Technical Analysis: Pound Sterling stays above all key EMAs

GBP USD 2025 04 29 13 13 50 1745999640641

The Pound Sterling retraces to near 1.3400 against the US Dollar from the three-year high of 1.3445. However, the overall outlook of the pair remains bullish as all short-to-long Exponential Moving Averages (EMAs) are sloping higher.

The 14-day Relative Strength Index (RSI) rebounds after cooling down to 60, currently at around 65, indicating a resurgence in the upside trend.

On the upside, the round level of 1.3600 will be a key hurdle for the pair. Looking down, the April 3 high around 1.3200 will act as a major support area.

Pound Sterling FAQs

The Pound Sterling (GBP) is the oldest currency in the world (886 AD) and the official currency of the United Kingdom. It is the fourth most traded unit for foreign exchange (FX) in the world, accounting for 12% of all transactions, averaging $630 billion a day, according to 2022 data.
Its key trading pairs are GBP/USD, also known as ‘Cable’, which accounts for 11% of FX, GBP/JPY, or the ‘Dragon’ as it is known by traders (3%), and EUR/GBP (2%). The Pound Sterling is issued by the Bank of England (BoE).

The single most important factor influencing the value of the Pound Sterling is monetary policy decided by the Bank of England. The BoE bases its decisions on whether it has achieved its primary goal of “price stability” – a steady inflation rate of around 2%. Its primary tool for achieving this is the adjustment of interest rates.
When inflation is too high, the BoE will try to rein it in by raising interest rates, making it more expensive for people and businesses to access credit. This is generally positive for GBP, as higher interest rates make the UK a more attractive place for global investors to park their money.
When inflation falls too low it is a sign economic growth is slowing. In this scenario, the BoE will consider lowering interest rates to cheapen credit so businesses will borrow more to invest in growth-generating projects.

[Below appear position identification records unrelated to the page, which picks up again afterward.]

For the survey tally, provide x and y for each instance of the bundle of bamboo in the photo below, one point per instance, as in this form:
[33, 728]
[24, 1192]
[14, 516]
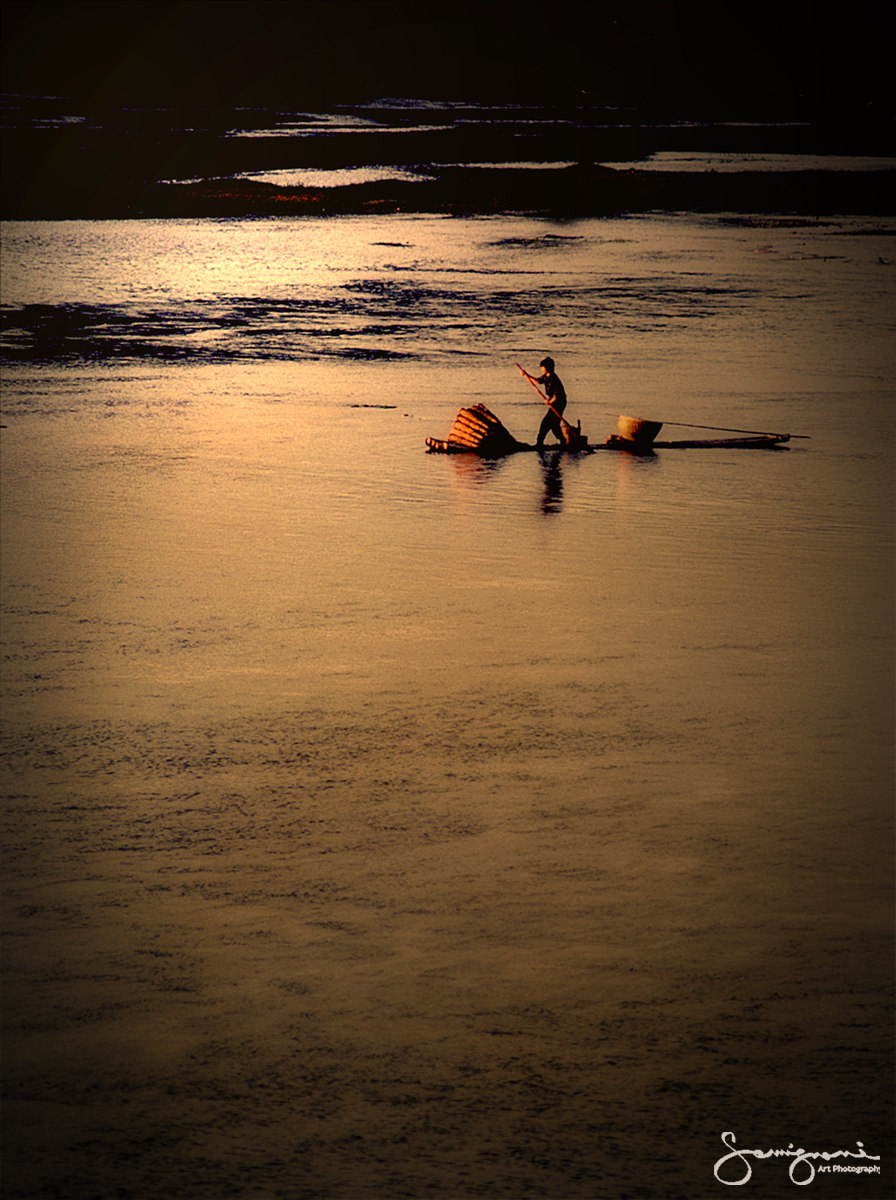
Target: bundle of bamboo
[477, 430]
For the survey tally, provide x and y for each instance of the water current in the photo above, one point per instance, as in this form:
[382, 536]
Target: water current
[388, 823]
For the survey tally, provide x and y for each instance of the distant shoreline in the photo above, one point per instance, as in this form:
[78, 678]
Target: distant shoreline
[567, 192]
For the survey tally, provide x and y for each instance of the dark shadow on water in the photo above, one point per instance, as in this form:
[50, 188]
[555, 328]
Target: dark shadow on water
[552, 477]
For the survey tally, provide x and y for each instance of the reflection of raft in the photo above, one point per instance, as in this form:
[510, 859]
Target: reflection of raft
[477, 431]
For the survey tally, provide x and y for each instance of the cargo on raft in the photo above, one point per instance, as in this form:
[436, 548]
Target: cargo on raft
[479, 431]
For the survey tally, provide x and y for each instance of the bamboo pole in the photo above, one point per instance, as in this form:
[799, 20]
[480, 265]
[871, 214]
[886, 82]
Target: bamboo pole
[723, 429]
[558, 415]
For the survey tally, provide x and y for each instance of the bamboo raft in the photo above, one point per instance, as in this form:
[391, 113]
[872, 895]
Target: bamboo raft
[477, 431]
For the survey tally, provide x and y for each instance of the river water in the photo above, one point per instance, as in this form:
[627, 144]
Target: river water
[385, 823]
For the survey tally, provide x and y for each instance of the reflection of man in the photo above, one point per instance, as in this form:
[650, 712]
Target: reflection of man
[557, 399]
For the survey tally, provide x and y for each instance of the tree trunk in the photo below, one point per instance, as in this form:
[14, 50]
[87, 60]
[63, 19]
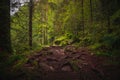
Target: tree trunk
[5, 41]
[30, 22]
[82, 12]
[91, 12]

Data releases gauge the health of the economy and can impact the value of the Pound Sterling. Indicators such as GDP, Manufacturing and Services PMIs, and employment can all influence the direction of the GBP.
A strong economy is good for Sterling. Not only does it attract more foreign investment but it may encourage the BoE to put up interest rates, which will directly strengthen GBP. Otherwise, if economic data is weak, the Pound Sterling is likely to fall.

Another significant data release for the Pound Sterling is the Trade Balance. This indicator measures the difference between what a country earns from its exports and what it spends on imports over a given period.
If a country produces highly sought-after exports, its currency will benefit purely from the extra demand created from foreign buyers seeking to purchase these goods. Therefore, a positive net Trade Balance strengthens a currency and vice versa for a negative balance.